- Born: June 10, 1925 Aberdeen, Scotland
- Died: July 9, 2008 (aged 83) Hamden, Connecticut
- Spouse: Brenda Bigland-Ritchie
- Children: Alasdair Ritchie Jocelyn Ritchie

= J. Murdoch Ritchie =

British biophysicist (1925–2008)

Joseph Murdoch Ritchie (June 10, 1925 – July 9, 2008) was a Scottish born American biophysicist and a professor at Yale University.

==Early life and education==
Ritchie studied mathematics and physics at the University of Aberdeen, then did his doctorate at University College, London in biophysics in 1952.

==Career==
He joined the faculty at Yale in pharmacology in 1968, and later served as chairman of the department and as director of the division of biological sciences (1975–1978). He retired in 2003.

He was elected a Fellow of the Royal Society in 1976. According to his nomination citation "Ritchie's early work was concerned with the factors affecting the onset and duration of the active state in striated muscle, and with other aspects of the dynamics of muscular contraction. In 1954 he turned his attention to the properties of mammalian non-myelinated nerve fibres, and since then has made many distinguished contributions to our knowledge not only of some of the physiological functions served by such fibres, but also of the mechanism of conduction in them. In particular, he has been responsible for definitive studies of the mode of action of acetylcholine and local anaesthetics, of the ionic movements during nervous activity, of the temperature changes during the nervous impulse, of oxidative and glucose metabolism, and of the electrogenic sodium extrusion that underlies post-tetanic hyperpolarization. His most recent work on the specific and non-specific binding of tetrodotoxin has provided new information about the density of sodium channels in various types of nerve."

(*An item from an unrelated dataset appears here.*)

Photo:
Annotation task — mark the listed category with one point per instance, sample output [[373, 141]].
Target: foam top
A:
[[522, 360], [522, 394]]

Ritchie is known for asking the Central Intelligence Agency in 1975 to share its supply of saxitoxin (which were used in suicide pills) with scientists for research and his work in neuroscience. He was the co-author of numerous scientific and technical books and articles.

==Personal life==
He was married to Brenda Bigland–Ritchie, a physiologist and biomechanist. They had a son, Alasdair Ritchie, a biologist, and a daughter, Jocelyn Ritchie, a neuropsychologist.